During Egypt’s match against Argentina at the 2026 World Cup, coach Hossam Hassan crossed his arms at the wrists — the official FIFA anti-racism signal — making history as the first person to use the gesture at a World Cup. The referee’s response: a yellow card. His own staff tried to pull his arms down before he could complete it. What should have been a watershed moment for FIFA’s anti-discrimination protocol became something messier, and more revealing.

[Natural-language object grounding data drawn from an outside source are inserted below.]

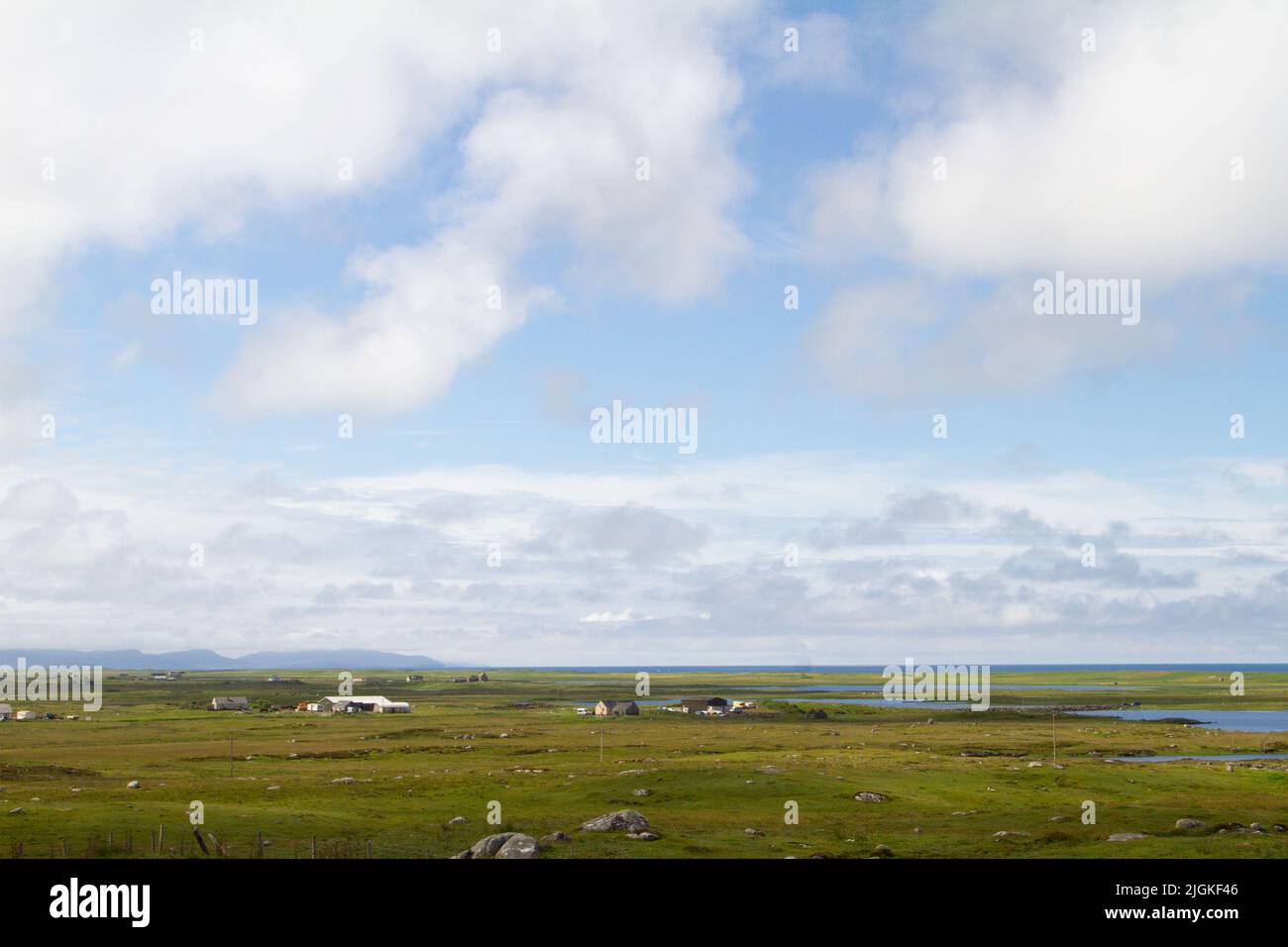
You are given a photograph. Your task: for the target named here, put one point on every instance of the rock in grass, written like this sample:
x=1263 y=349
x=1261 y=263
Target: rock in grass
x=619 y=821
x=518 y=847
x=487 y=847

What the X Gesture Actually Is — and What It Was Supposed to Do
FIFA introduced the “X” gesture in 2024 as part of a formal three-step anti-racism protocol rolled out for the 2026 World Cup. Any player, coach, or official who witnesses racist or discriminatory abuse can cross their arms at the wrists, palms facing outward, to signal the referee. From that point, the protocol is mandatory: the referee stops play and a stadium announcement warns against discrimination. If the abuse continues, both teams go to their dressing rooms for a temporary suspension. Persistent discrimination can end the match entirely.
On paper, it is one of the most consequential tools FIFA has ever introduced — a mechanism that puts the power to halt a World Cup game directly in the hands of the people targeted. In practice, it had gone unused at the tournament level for the entire year before Egypt vs Argentina. how FIFA has handled racism controversies at major tournaments
A Historic First That Immediately Became a Controversy
The context matters here. Hassan made the gesture late in a match Egypt was losing, amid mounting frustration over officiating decisions. His staff intervened to stop him mid-gesture, which almost immediately raised the question the protocol was not designed to answer: what happens when someone uses the signal not to report racism, but to express a broader grievance?

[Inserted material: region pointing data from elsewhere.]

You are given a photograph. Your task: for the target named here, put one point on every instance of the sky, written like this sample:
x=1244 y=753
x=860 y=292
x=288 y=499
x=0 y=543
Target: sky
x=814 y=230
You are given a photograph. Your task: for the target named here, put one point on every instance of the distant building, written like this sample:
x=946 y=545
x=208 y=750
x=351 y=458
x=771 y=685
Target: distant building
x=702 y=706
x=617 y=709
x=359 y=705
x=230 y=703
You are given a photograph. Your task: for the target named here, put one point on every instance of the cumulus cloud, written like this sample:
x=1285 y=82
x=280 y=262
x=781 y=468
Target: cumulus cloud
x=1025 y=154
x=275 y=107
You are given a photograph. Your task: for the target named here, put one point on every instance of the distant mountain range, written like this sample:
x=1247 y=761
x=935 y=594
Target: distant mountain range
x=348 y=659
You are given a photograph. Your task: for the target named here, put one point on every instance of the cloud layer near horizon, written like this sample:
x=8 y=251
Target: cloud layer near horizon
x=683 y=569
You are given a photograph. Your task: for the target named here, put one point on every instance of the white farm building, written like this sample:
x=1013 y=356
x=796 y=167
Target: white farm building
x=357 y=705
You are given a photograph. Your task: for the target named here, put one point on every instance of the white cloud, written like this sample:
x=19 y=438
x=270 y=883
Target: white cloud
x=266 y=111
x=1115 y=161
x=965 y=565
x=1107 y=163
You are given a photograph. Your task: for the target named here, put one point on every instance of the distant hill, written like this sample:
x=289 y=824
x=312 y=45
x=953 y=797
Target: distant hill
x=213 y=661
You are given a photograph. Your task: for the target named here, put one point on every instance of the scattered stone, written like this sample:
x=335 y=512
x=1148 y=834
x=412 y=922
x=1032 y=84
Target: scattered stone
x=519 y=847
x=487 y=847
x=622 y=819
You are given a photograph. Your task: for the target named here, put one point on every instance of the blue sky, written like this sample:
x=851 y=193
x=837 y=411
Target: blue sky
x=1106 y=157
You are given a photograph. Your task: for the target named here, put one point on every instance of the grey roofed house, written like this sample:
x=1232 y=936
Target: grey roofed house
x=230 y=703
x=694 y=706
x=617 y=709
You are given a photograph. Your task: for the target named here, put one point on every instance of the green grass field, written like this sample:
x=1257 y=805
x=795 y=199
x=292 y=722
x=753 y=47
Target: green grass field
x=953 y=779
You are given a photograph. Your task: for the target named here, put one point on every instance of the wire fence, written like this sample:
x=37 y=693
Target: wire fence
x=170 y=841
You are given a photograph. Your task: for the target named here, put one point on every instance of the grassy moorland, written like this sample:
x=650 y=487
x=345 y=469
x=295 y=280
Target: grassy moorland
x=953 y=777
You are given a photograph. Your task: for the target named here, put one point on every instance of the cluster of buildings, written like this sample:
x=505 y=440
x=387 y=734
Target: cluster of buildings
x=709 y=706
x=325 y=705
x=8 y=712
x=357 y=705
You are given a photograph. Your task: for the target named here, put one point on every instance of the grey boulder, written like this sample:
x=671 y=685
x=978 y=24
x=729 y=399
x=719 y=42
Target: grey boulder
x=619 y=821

The referee issued a yellow card. Whether that was the correct response under FIFA’s rules is genuinely unclear — the protocol does not appear to have a built-in consequence for misuse, and no formal statement had been released at the time of publication confirming the referee’s reasoning. What is clear is that the first-ever use of the gesture in World Cup history ended in disciplinary action against the person who made it, not the people it was supposedly made against.

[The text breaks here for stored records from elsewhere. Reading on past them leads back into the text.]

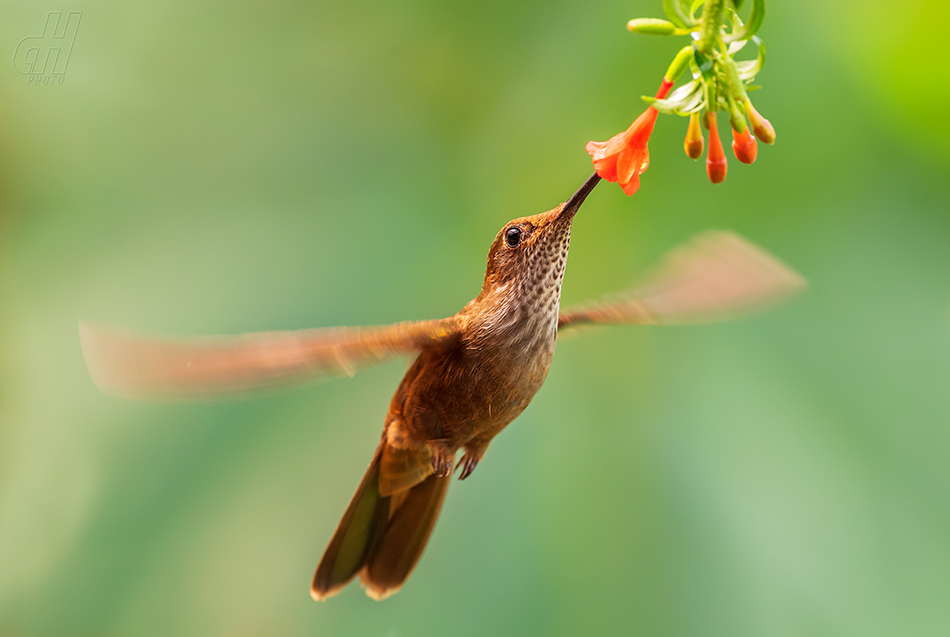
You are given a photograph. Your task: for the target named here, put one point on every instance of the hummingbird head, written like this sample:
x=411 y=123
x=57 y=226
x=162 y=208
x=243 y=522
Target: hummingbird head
x=527 y=259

The moment has split opinion sharply. Some read it as a coach weaponizing a serious anti-racism tool at the wrong moment, diluting its power. Others argue that the instinct to immediately question Hassan’s motives — rather than investigate the complaint — is itself a pattern worth examining. A protocol that was supposed to signal institutional seriousness about racism has, in its debut, generated more confusion than clarity.